Outlook uses program commands, known as rules or filters, to help manage email, organize messages and stay on task. The built-in Rules and Alerts Wizard enables users to specify conditions upon which Outlook will automatically perform one or more actions or tasks. Popular rules include moving messages from a particular person into a designated folder, flagging messages from a certain sender for follow-up and sending a mobile alert upon receipt of an email containing certain words. Among the user-created rules are commands to automatically forward and redirect incoming messages.
When email is forwarded, an "FW:" appears at the beginning of the subject line and by default, the body of the email contains the original message and the message's history details. The original message remains in your inbox or its designated folder. Create a rule to automatically forward messages from or to a particular account if certain information is regularly shared with coworkers or other parties and you wish to make it known that you are part of the message history. For example, an assistant in charge of coordinating weekly lunch meetings might set a rule to automatically forward emails from the company caterer containing the word "invoice" to the accounting department.
A message is often redirected when it is received in error. The main difference between forwarding and redirection is that while forwarding automatically makes changes to your email and includes details about the message history, redirection discretely sends the email to the intended party in its originally written state, making it appear as if it was received directly from the original sender. This is a helpful feature if the intended party does not need to know you received the email. For your records, redirection also leaves a copy of the message in your inbox or in the designated folder. Set a rule to redirect mail automatically if you regularly need to reroute messages to other parties. For example, a college graduate, who still receives messages sent to his school's email account might set a rule to redirect mail automatically to a new email address.
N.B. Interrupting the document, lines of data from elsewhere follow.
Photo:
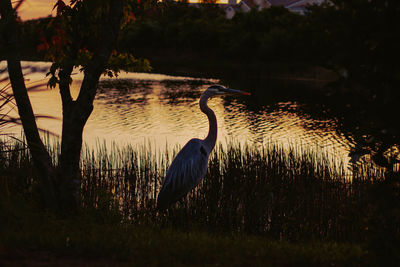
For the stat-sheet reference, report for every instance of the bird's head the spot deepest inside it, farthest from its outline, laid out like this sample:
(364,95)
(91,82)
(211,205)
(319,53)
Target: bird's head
(221,90)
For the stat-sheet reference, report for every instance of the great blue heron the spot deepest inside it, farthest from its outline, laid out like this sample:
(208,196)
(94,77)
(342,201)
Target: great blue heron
(190,164)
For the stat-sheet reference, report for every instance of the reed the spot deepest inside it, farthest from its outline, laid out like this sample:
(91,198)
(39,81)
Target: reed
(282,193)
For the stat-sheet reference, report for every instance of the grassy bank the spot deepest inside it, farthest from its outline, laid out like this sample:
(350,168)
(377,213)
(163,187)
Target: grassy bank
(30,236)
(255,206)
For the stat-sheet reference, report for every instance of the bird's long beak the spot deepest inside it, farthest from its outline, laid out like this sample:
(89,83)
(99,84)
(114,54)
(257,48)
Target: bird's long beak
(236,92)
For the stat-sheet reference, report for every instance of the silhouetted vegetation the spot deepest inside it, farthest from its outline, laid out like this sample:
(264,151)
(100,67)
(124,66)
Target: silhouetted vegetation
(271,192)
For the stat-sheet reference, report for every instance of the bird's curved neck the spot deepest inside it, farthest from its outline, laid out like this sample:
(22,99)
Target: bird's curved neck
(211,138)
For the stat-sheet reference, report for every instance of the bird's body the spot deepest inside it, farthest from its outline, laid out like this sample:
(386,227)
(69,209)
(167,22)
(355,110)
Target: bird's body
(190,164)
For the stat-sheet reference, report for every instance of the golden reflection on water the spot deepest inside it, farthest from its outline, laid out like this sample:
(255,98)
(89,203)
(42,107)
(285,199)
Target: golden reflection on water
(163,111)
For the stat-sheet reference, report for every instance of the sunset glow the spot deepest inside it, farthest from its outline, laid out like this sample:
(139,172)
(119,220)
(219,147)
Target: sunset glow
(33,9)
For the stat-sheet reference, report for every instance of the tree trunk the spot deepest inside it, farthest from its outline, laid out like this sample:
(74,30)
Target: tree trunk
(41,158)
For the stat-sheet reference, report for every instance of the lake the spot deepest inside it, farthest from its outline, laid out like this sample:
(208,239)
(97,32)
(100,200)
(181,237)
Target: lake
(163,111)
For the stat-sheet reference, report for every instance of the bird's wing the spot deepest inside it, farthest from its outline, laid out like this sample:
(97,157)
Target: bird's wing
(184,173)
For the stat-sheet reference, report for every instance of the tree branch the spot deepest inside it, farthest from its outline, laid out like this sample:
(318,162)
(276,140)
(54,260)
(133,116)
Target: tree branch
(96,66)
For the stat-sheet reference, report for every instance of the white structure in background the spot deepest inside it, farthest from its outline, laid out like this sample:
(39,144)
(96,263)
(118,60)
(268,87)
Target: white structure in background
(296,6)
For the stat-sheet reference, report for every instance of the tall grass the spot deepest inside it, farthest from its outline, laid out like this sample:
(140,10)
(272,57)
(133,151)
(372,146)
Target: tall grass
(281,193)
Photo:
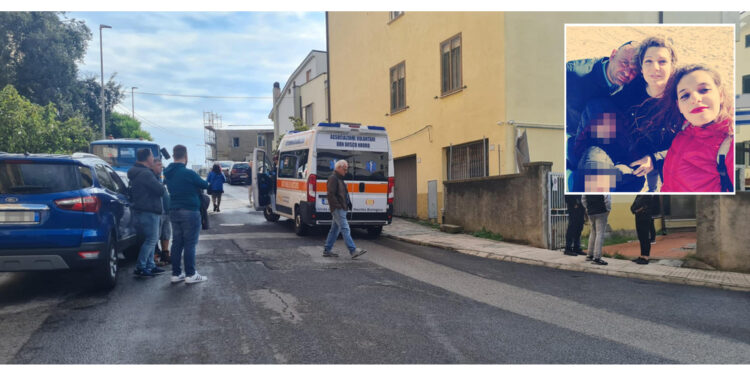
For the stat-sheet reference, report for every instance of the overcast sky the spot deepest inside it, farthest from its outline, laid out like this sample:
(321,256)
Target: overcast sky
(200,53)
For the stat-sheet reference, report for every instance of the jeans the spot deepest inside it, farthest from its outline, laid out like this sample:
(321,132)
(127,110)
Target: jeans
(147,225)
(643,224)
(595,161)
(596,237)
(339,224)
(186,227)
(575,226)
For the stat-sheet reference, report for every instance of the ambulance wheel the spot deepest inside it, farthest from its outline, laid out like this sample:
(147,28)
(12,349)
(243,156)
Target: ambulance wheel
(375,231)
(270,216)
(299,227)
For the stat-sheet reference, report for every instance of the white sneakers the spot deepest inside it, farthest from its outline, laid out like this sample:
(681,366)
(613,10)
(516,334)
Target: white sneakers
(195,278)
(189,280)
(177,279)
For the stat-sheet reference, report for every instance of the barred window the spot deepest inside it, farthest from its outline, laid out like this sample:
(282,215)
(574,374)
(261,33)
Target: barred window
(467,161)
(393,15)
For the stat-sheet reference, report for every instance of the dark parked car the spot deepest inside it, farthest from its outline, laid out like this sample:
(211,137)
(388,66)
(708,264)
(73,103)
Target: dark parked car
(63,212)
(240,173)
(225,165)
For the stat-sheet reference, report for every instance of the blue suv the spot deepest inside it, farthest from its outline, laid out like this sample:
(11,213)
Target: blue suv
(63,212)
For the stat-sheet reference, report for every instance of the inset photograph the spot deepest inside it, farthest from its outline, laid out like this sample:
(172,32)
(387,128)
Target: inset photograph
(649,109)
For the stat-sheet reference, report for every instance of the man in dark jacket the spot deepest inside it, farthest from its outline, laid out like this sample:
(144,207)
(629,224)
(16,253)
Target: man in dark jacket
(338,202)
(589,79)
(641,208)
(576,212)
(146,192)
(184,211)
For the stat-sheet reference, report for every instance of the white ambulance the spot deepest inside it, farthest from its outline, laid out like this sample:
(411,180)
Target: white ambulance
(296,188)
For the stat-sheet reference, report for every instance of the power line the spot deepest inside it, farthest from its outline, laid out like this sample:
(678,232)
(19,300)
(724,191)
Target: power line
(150,123)
(205,96)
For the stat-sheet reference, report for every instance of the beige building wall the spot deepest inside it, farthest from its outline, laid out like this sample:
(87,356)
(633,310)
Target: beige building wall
(248,140)
(363,46)
(513,66)
(314,93)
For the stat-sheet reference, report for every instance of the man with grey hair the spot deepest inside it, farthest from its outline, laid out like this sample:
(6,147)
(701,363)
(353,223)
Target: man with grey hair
(339,202)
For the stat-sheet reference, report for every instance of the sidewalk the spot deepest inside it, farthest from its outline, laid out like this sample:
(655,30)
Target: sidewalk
(422,235)
(672,246)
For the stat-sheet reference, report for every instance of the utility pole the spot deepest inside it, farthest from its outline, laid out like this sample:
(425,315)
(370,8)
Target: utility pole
(132,101)
(101,56)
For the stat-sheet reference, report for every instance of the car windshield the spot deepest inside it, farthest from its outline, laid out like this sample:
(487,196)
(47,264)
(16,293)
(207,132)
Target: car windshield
(363,166)
(121,155)
(37,178)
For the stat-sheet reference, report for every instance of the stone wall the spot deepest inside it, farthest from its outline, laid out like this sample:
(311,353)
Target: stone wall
(512,205)
(722,231)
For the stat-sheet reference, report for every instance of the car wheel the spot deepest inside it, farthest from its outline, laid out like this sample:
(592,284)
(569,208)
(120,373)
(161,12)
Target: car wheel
(270,216)
(375,231)
(299,227)
(107,269)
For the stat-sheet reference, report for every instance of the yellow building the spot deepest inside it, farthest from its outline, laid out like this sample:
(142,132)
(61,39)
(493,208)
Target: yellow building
(456,89)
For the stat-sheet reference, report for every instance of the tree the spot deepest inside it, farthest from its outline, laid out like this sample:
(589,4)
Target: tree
(38,56)
(123,126)
(28,127)
(86,100)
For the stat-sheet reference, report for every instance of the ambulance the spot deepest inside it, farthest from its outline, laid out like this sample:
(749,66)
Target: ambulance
(296,188)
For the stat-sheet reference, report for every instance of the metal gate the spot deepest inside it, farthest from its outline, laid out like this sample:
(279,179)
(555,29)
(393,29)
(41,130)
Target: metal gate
(557,211)
(405,190)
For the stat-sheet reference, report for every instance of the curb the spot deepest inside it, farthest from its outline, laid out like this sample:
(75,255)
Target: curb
(579,267)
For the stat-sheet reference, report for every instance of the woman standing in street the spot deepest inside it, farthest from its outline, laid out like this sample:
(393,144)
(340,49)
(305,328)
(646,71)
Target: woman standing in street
(216,181)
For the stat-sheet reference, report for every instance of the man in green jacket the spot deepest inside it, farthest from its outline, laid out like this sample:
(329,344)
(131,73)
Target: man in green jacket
(338,202)
(184,211)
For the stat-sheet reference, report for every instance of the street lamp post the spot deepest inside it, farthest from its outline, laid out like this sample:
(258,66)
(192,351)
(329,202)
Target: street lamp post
(132,100)
(101,56)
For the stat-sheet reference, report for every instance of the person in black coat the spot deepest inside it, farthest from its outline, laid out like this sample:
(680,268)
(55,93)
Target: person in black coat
(576,213)
(641,208)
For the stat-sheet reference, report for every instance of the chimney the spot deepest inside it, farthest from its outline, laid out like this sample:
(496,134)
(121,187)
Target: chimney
(276,91)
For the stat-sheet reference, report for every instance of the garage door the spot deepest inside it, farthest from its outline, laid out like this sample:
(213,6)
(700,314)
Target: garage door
(405,190)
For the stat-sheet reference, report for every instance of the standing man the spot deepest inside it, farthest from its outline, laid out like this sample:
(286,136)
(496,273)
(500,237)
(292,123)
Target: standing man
(641,208)
(338,202)
(576,212)
(146,192)
(590,79)
(184,211)
(165,226)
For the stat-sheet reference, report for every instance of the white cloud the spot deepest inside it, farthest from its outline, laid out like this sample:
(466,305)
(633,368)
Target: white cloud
(208,53)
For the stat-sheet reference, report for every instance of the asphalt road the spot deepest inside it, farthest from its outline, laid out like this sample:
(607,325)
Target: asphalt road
(272,298)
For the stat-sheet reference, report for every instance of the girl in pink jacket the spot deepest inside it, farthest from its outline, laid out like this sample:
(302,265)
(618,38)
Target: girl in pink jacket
(705,111)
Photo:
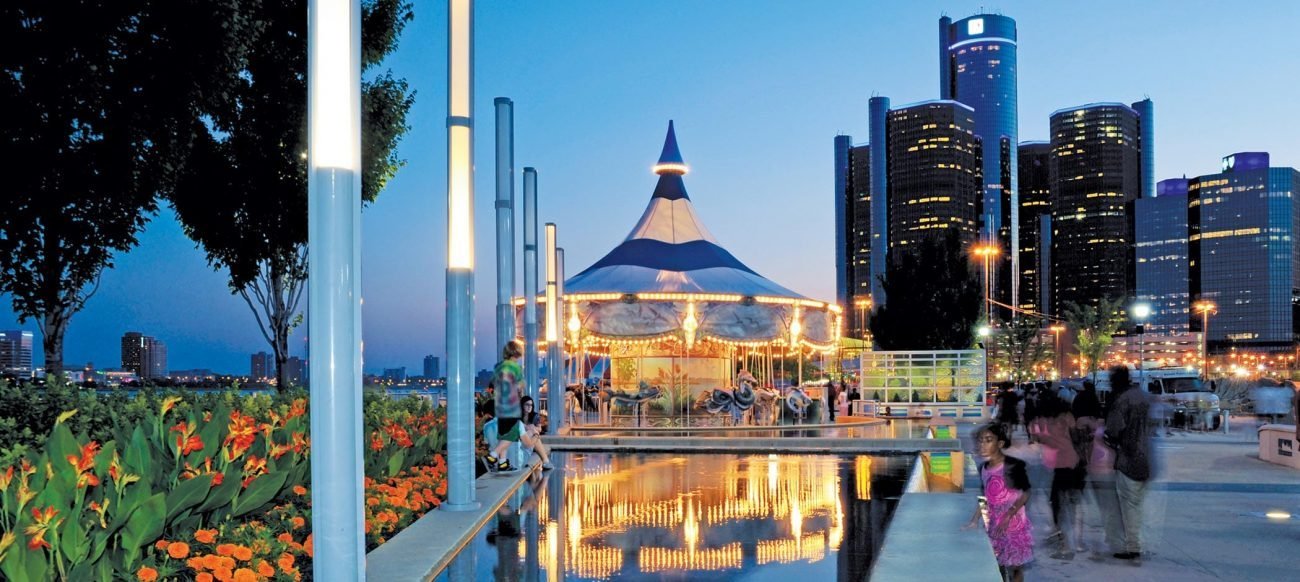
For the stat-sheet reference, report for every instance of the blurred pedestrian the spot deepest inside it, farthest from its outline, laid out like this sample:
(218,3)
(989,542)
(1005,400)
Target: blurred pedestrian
(1100,478)
(1054,429)
(1005,485)
(1129,431)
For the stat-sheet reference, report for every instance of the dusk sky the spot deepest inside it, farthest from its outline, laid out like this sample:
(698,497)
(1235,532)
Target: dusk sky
(758,91)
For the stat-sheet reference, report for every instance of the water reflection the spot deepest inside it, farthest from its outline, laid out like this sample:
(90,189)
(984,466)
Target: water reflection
(609,516)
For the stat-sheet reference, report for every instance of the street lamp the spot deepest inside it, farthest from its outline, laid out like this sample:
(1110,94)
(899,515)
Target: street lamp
(863,305)
(1142,311)
(988,252)
(1205,308)
(1057,329)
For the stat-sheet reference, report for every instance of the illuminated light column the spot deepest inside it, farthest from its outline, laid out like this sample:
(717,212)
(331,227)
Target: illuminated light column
(505,221)
(460,259)
(554,355)
(531,361)
(334,286)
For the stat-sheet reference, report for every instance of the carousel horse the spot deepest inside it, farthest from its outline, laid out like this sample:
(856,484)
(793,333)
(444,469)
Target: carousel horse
(798,402)
(644,392)
(765,407)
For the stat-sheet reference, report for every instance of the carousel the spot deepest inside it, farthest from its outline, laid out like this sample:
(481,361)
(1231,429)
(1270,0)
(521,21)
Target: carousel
(684,333)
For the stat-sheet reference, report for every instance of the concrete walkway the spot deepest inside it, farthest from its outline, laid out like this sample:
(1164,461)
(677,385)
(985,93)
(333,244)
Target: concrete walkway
(1204,515)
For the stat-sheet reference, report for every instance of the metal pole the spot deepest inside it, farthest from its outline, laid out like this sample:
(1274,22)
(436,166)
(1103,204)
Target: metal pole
(531,363)
(558,355)
(554,377)
(505,221)
(334,286)
(460,260)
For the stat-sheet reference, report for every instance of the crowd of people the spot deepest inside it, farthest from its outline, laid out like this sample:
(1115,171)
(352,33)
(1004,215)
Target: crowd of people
(1100,455)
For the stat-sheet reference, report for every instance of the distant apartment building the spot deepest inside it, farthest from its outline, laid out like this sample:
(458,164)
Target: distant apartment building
(853,231)
(144,356)
(16,352)
(1161,233)
(432,366)
(1035,218)
(1243,225)
(394,374)
(263,366)
(1097,170)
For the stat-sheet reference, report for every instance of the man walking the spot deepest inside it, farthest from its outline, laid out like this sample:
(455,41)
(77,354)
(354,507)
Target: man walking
(1129,431)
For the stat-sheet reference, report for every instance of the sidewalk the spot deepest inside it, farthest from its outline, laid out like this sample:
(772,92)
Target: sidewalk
(1204,515)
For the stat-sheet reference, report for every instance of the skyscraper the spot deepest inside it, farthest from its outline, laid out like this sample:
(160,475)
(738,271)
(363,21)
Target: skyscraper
(1096,173)
(853,231)
(263,366)
(16,352)
(144,356)
(1162,261)
(432,368)
(934,174)
(978,66)
(1035,204)
(1243,225)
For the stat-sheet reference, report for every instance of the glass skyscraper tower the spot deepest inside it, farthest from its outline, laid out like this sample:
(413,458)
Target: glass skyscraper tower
(976,66)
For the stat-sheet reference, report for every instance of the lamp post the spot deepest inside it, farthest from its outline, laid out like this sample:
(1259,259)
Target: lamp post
(1205,308)
(1142,311)
(1057,329)
(334,286)
(988,252)
(983,339)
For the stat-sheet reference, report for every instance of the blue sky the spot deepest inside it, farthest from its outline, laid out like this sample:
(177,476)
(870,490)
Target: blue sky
(758,91)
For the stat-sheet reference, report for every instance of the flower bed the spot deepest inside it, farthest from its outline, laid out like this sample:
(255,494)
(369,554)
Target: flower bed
(207,487)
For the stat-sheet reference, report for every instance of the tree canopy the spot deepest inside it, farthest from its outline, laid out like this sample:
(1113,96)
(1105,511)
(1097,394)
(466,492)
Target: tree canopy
(243,198)
(102,100)
(932,298)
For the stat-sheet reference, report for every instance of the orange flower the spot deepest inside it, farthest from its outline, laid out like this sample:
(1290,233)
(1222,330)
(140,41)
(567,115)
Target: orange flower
(85,464)
(206,535)
(178,550)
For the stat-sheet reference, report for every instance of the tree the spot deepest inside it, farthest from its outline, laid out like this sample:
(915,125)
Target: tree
(102,100)
(1095,328)
(932,298)
(1022,346)
(245,196)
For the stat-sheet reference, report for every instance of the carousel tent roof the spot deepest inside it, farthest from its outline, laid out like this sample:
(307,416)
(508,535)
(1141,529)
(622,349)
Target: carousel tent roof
(670,250)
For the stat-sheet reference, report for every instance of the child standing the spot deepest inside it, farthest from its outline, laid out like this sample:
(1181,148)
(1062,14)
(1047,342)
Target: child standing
(1006,486)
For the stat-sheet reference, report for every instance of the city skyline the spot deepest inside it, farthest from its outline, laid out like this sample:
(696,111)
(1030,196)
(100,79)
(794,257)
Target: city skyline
(779,86)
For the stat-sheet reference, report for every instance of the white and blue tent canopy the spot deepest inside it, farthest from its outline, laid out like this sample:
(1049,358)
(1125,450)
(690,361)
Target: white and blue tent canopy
(670,269)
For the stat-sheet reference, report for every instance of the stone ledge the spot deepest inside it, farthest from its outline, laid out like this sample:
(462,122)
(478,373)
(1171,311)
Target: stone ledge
(424,548)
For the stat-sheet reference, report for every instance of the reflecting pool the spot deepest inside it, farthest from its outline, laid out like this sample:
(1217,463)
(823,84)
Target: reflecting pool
(650,516)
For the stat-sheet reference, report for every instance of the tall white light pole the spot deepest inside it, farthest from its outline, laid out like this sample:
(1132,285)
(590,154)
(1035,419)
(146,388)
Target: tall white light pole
(334,285)
(554,376)
(460,257)
(532,378)
(505,221)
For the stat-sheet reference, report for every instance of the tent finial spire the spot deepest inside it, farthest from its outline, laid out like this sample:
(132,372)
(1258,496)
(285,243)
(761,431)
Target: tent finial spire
(670,160)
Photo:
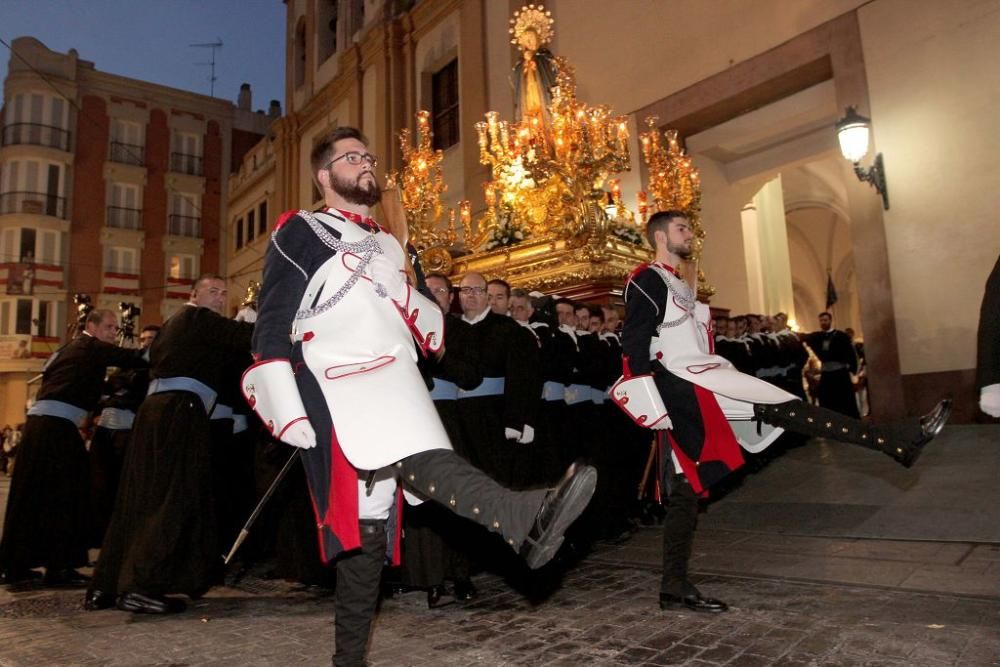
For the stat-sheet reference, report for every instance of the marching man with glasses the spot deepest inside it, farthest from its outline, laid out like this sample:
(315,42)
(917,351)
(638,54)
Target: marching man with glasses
(337,338)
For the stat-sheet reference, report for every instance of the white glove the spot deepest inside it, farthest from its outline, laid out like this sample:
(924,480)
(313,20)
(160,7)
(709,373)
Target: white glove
(388,279)
(989,400)
(525,437)
(270,389)
(299,434)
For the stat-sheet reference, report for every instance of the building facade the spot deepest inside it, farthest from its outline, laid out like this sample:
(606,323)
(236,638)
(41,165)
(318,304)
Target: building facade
(111,188)
(755,92)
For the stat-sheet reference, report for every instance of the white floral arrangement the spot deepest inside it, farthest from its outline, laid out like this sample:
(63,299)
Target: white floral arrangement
(506,233)
(628,233)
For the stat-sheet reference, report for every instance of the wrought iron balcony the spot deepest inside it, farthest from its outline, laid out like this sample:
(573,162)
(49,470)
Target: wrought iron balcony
(36,134)
(184,163)
(127,153)
(124,218)
(36,203)
(184,225)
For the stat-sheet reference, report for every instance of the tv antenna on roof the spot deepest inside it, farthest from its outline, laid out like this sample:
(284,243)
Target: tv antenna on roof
(217,44)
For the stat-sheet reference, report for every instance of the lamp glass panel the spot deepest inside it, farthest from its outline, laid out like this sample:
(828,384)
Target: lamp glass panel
(853,142)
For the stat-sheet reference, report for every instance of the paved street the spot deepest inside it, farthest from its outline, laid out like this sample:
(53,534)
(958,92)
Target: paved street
(805,588)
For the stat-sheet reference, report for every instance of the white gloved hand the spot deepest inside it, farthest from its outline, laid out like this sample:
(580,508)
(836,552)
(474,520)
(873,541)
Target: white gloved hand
(525,436)
(299,434)
(390,277)
(663,425)
(270,389)
(989,400)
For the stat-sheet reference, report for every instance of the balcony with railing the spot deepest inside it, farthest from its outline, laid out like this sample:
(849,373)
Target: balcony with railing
(36,134)
(184,225)
(123,153)
(35,203)
(183,163)
(120,217)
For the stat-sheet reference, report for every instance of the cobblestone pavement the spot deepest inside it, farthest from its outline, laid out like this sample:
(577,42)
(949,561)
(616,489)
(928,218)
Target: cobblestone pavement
(601,613)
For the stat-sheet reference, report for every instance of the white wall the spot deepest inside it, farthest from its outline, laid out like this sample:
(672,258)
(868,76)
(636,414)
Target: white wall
(934,85)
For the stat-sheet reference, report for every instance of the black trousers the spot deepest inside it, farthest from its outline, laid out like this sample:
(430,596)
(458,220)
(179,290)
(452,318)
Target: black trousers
(358,574)
(679,523)
(446,478)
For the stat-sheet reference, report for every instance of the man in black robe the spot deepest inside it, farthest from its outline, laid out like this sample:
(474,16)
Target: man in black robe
(163,536)
(988,346)
(47,511)
(836,350)
(433,547)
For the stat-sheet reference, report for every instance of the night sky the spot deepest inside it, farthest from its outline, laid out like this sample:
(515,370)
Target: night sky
(149,40)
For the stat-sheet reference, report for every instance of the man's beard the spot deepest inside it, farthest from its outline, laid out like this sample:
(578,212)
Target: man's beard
(355,193)
(681,251)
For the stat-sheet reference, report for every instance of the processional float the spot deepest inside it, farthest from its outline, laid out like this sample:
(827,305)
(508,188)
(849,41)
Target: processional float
(553,219)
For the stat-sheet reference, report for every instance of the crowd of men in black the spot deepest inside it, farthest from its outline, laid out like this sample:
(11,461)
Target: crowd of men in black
(522,393)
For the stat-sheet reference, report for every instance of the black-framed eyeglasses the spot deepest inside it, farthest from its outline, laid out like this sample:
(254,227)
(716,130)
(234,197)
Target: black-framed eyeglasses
(355,158)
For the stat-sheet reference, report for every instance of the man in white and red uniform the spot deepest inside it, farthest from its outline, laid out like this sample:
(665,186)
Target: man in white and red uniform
(336,375)
(714,409)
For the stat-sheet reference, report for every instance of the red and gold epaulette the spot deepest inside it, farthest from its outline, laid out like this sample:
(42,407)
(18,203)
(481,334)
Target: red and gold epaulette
(636,271)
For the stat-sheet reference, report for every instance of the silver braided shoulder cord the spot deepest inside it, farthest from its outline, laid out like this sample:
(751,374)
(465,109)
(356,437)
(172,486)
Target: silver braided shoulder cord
(365,249)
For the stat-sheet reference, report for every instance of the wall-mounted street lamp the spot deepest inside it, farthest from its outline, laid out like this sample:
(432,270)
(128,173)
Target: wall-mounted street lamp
(853,132)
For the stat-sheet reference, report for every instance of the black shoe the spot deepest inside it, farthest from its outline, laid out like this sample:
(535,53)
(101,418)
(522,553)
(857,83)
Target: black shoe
(561,508)
(438,596)
(465,591)
(149,604)
(11,577)
(96,600)
(65,578)
(693,602)
(930,426)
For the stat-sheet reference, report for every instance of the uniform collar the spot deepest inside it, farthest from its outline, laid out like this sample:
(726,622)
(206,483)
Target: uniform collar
(669,268)
(365,222)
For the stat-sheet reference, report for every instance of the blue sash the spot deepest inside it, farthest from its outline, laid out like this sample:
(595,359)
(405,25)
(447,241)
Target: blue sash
(444,390)
(181,383)
(553,391)
(488,387)
(577,393)
(51,408)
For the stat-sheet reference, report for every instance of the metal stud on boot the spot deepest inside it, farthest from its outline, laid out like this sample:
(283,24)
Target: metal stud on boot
(930,426)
Sometimes senders use Information Rights Management, a Microsoft option that places permissions on email messages, keeping recipients from forwarding, redirecting or sharing the message in other ways. It is best practice in these cases to notify the sender that you are not the intended recipient, in the event you received the email in error. The sender may remove or alter the permissions, or they may resend the message themselves. Also, for those forwarding a message, especially if the email contains sensitive data, rerouting the mail to an address outside of your company's network may violate internal policies and privacy laws.